The U.S. Department of Energy is responsible for the long-term cleanup and stewardship of radioactive contamination related to the development of nuclear weapons. In 1990, the DOE determined it would clean up the Mallinckrodt site downtown as well as SLAPS and Latty Avenue along Coldwater Creek. The DOE excluded West Lake Landfill from the cleanup list even though the radioactive material at West Lake Landfill came from the Latty Avenue site. The EPA Superfund program took over lead jurisdiction at West Lake Landfill after the DOE refused to put it on the Formerly Utilized Sites Remedial Action Program (FUSRAP) cleanup list. 

In 1997, Congress moved the cleanup authority for FUSRAP from the DOE to the Army Corps of Engineers. Since then, FUSRAP in St. Louis has removed more than 1,000,000 cubic yards of radioactive contamination and transported it to out-of-state facilities designed to contain such material. 

The EPA reached a decision in 2008 to cap-and-leave the radioactive material permanently. That decision was put on hold in 2009 so site data could be refreshed, including groundwater measurements for radioactivity. The EPA’s 2008 decision did not consider fire a threat to the radioactivity or human health. In 2010, a smoldering fire was reported to the Missouri Department of Natural Resources (DNR), which is ongoing and could smoldering until 2024 or longer. In 2018, the EPA issued a new decision to remove up to 70% of the radioactivity because leaving all of it at the landfill, according to the Agency, was too risky for public health.

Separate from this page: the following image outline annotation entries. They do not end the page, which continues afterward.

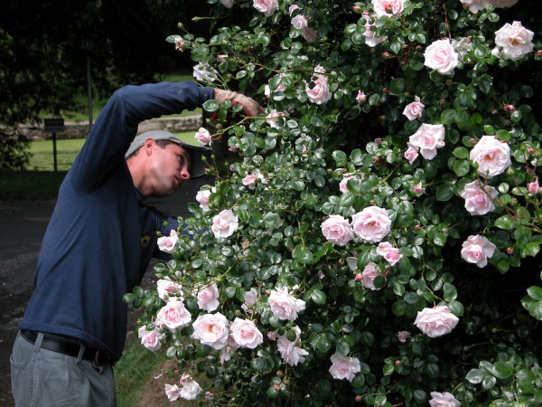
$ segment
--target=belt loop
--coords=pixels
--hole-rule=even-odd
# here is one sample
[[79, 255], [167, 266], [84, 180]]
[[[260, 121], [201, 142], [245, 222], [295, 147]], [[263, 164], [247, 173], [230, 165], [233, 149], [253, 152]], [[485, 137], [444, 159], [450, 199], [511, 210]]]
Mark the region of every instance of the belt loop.
[[85, 349], [87, 349], [87, 346], [85, 346], [83, 344], [80, 344], [79, 345], [79, 353], [77, 355], [77, 361], [80, 362], [83, 359], [83, 355], [85, 355]]
[[40, 352], [40, 349], [42, 348], [42, 342], [43, 341], [43, 336], [44, 335], [42, 332], [38, 333], [38, 337], [36, 337], [36, 341], [34, 342], [34, 347], [32, 350], [33, 354], [37, 354], [38, 352]]

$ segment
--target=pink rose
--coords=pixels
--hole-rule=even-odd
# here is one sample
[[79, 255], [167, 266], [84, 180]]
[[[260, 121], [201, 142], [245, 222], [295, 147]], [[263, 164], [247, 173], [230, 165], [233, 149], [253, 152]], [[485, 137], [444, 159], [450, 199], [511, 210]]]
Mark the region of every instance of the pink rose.
[[[369, 262], [361, 272], [361, 284], [363, 287], [369, 289], [372, 289], [373, 291], [378, 289], [375, 287], [374, 279], [380, 273], [377, 270], [377, 265], [372, 261]], [[358, 276], [356, 276], [357, 279]]]
[[377, 254], [382, 256], [390, 266], [395, 266], [403, 258], [403, 255], [399, 253], [399, 250], [392, 247], [388, 241], [378, 243]]
[[494, 5], [496, 8], [511, 7], [518, 0], [489, 0], [490, 5]]
[[488, 259], [495, 254], [497, 246], [480, 234], [469, 236], [463, 243], [461, 257], [467, 262], [482, 268], [488, 264]]
[[307, 93], [309, 100], [317, 105], [321, 105], [332, 99], [332, 94], [330, 93], [328, 79], [323, 75], [325, 70], [321, 66], [317, 66], [314, 68], [314, 71], [318, 73], [315, 75], [315, 79], [311, 82], [312, 86], [305, 82], [305, 92]]
[[358, 103], [364, 103], [367, 100], [367, 96], [361, 90], [358, 91], [358, 95], [356, 96], [356, 101]]
[[335, 353], [332, 355], [331, 360], [330, 373], [333, 379], [347, 379], [351, 382], [356, 374], [361, 372], [361, 364], [357, 357], [343, 356]]
[[417, 195], [419, 194], [423, 194], [424, 191], [425, 191], [425, 188], [424, 188], [424, 185], [422, 185], [422, 183], [417, 183], [416, 185], [414, 185], [412, 190]]
[[406, 342], [406, 339], [410, 336], [410, 332], [408, 331], [399, 331], [397, 332], [397, 339], [399, 342]]
[[279, 336], [276, 341], [276, 348], [285, 363], [291, 366], [296, 366], [298, 364], [303, 364], [304, 362], [305, 356], [308, 355], [309, 353], [298, 346], [301, 336], [301, 329], [299, 327], [294, 327], [292, 329], [295, 331], [295, 340], [290, 342], [286, 336]]
[[203, 391], [200, 384], [189, 374], [184, 374], [181, 378], [181, 383], [182, 387], [179, 392], [179, 396], [184, 400], [196, 400], [198, 394]]
[[192, 337], [220, 350], [228, 345], [229, 325], [226, 317], [220, 312], [201, 315], [192, 324], [194, 332]]
[[292, 19], [292, 25], [298, 30], [304, 30], [309, 26], [309, 19], [303, 14], [297, 14]]
[[536, 195], [537, 194], [538, 194], [540, 192], [540, 185], [538, 185], [538, 178], [537, 178], [532, 183], [528, 183], [527, 185], [527, 190], [528, 191], [529, 194], [531, 194], [531, 195]]
[[200, 208], [201, 208], [203, 212], [209, 211], [209, 197], [214, 192], [216, 192], [216, 189], [213, 186], [210, 190], [203, 189], [198, 191], [198, 193], [196, 194], [196, 201], [200, 203]]
[[420, 149], [411, 143], [406, 143], [406, 146], [408, 148], [405, 151], [405, 158], [408, 160], [408, 163], [412, 164], [418, 157], [418, 151], [420, 151]]
[[243, 185], [254, 186], [257, 179], [257, 175], [256, 174], [249, 174], [242, 179]]
[[210, 230], [217, 239], [231, 236], [239, 227], [239, 221], [233, 212], [225, 209], [212, 218]]
[[141, 345], [147, 349], [154, 352], [162, 347], [160, 339], [164, 335], [158, 332], [156, 329], [147, 331], [146, 327], [143, 326], [137, 330], [137, 337], [141, 339]]
[[295, 10], [301, 10], [301, 7], [297, 5], [290, 5], [290, 7], [288, 8], [288, 14], [290, 14], [290, 17], [292, 16], [292, 14], [294, 14], [294, 12]]
[[229, 328], [233, 340], [241, 347], [254, 349], [264, 342], [262, 333], [248, 319], [235, 318]]
[[375, 35], [375, 32], [370, 29], [372, 26], [376, 26], [375, 24], [370, 24], [367, 15], [365, 16], [365, 19], [367, 20], [367, 22], [365, 23], [365, 31], [363, 32], [363, 36], [365, 37], [365, 43], [368, 46], [376, 47], [380, 43], [388, 40], [387, 36], [377, 37]]
[[212, 82], [218, 78], [219, 72], [209, 63], [198, 62], [194, 66], [193, 75], [196, 80], [202, 82]]
[[399, 15], [405, 9], [405, 0], [372, 0], [377, 17]]
[[241, 308], [247, 311], [248, 307], [256, 304], [257, 299], [257, 290], [255, 288], [250, 289], [248, 291], [245, 291], [245, 302], [241, 305]]
[[467, 5], [471, 13], [478, 13], [490, 6], [489, 0], [461, 0], [461, 3]]
[[270, 17], [278, 8], [277, 0], [253, 0], [254, 8], [263, 13], [266, 17]]
[[297, 318], [297, 313], [304, 311], [306, 306], [303, 299], [294, 297], [286, 288], [271, 290], [267, 304], [275, 317], [288, 321], [294, 321]]
[[444, 127], [442, 124], [422, 124], [409, 137], [409, 142], [420, 149], [422, 156], [432, 160], [436, 156], [436, 149], [444, 146]]
[[210, 146], [212, 144], [212, 139], [210, 137], [210, 133], [209, 130], [203, 128], [200, 128], [200, 129], [196, 132], [194, 138], [198, 140], [198, 142], [201, 146]]
[[432, 398], [429, 400], [429, 405], [431, 407], [461, 407], [461, 402], [451, 393], [431, 392], [430, 394]]
[[226, 8], [231, 8], [233, 6], [233, 0], [220, 0], [220, 3]]
[[519, 21], [505, 24], [495, 33], [495, 44], [505, 60], [518, 61], [533, 51], [534, 33]]
[[391, 220], [386, 209], [369, 206], [352, 215], [354, 233], [368, 243], [377, 243], [389, 233]]
[[170, 402], [179, 400], [179, 386], [177, 384], [164, 384], [165, 395]]
[[339, 183], [339, 191], [341, 191], [342, 194], [346, 194], [348, 192], [348, 182], [350, 179], [358, 181], [358, 184], [360, 185], [363, 183], [362, 178], [357, 178], [355, 175], [345, 175], [345, 176], [341, 180], [341, 183]]
[[406, 116], [406, 118], [409, 120], [416, 120], [417, 118], [422, 117], [422, 114], [424, 113], [424, 108], [425, 108], [425, 105], [420, 101], [420, 98], [415, 96], [414, 101], [412, 103], [408, 103], [405, 107], [403, 114]]
[[339, 246], [345, 246], [354, 237], [350, 224], [341, 215], [330, 215], [321, 228], [328, 241]]
[[207, 312], [219, 308], [219, 288], [215, 283], [210, 284], [198, 291], [198, 307]]
[[313, 28], [306, 27], [301, 30], [301, 36], [307, 43], [314, 43], [316, 41], [316, 31]]
[[171, 297], [176, 297], [179, 300], [182, 301], [182, 286], [169, 279], [169, 278], [160, 279], [156, 281], [156, 289], [158, 290], [158, 297], [164, 301]]
[[499, 193], [491, 185], [481, 185], [472, 181], [465, 185], [461, 197], [465, 200], [465, 209], [472, 215], [483, 215], [495, 210], [493, 201]]
[[273, 109], [271, 109], [269, 114], [266, 116], [266, 121], [273, 128], [283, 128], [282, 123], [284, 123], [285, 120], [281, 119], [280, 118], [287, 118], [288, 116], [290, 116], [290, 114], [288, 112], [276, 111]]
[[510, 147], [494, 136], [482, 136], [471, 150], [471, 161], [478, 164], [478, 174], [492, 178], [511, 166]]
[[459, 55], [450, 43], [450, 40], [438, 40], [425, 48], [424, 64], [436, 70], [442, 75], [451, 75], [459, 64]]
[[182, 301], [170, 299], [156, 314], [160, 320], [170, 331], [186, 327], [192, 321], [192, 314], [184, 308]]
[[179, 235], [174, 229], [172, 229], [169, 236], [161, 236], [158, 238], [158, 249], [165, 253], [172, 253], [175, 250], [177, 241], [179, 241]]
[[455, 327], [459, 318], [455, 317], [448, 307], [435, 307], [418, 311], [414, 325], [429, 337], [442, 336], [449, 334]]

The amount of federal government agencies involved in the cleanup of radioactive sites in the St. Louis area can be confusing. So which government agency is in charge of which sites?

  • The United States Department of Energy (DOE) was responsible for the cleanup of Weldon Spring and is responsible for its long-term oversight Weldon Spring through the Office of Legacy Management.
  • The Nuclear Regulatory Commission (NRC) was responsible for overseeing the cleanup of the Hematite facility in Festus, Missouri. On October 4, 2018, the NRC released the site for unrestricted use following its cleanup.
  • The Army Corps of Engineers FUSRAP is responsible for the cleanup of radioactive contamination at the Downtown St. Louis Site, St. Louis Airport Site, Latty Avenue Site in Hazelwood, and vicinity properties contaminated by radioactive material from one of these locations, including Coldwater Creek. Once FUSRAP is finished with its mission, the sites with inaccessible radioactive material it could not remove will will transfer to the the DOE’s Office of Legacy Management for long-term oversight.
  • The Environmental Protection Agency (EPA) is responsible for overseeing the cleanup of radioactivity at the West Lake Landfill Superfund site in St. Louis County.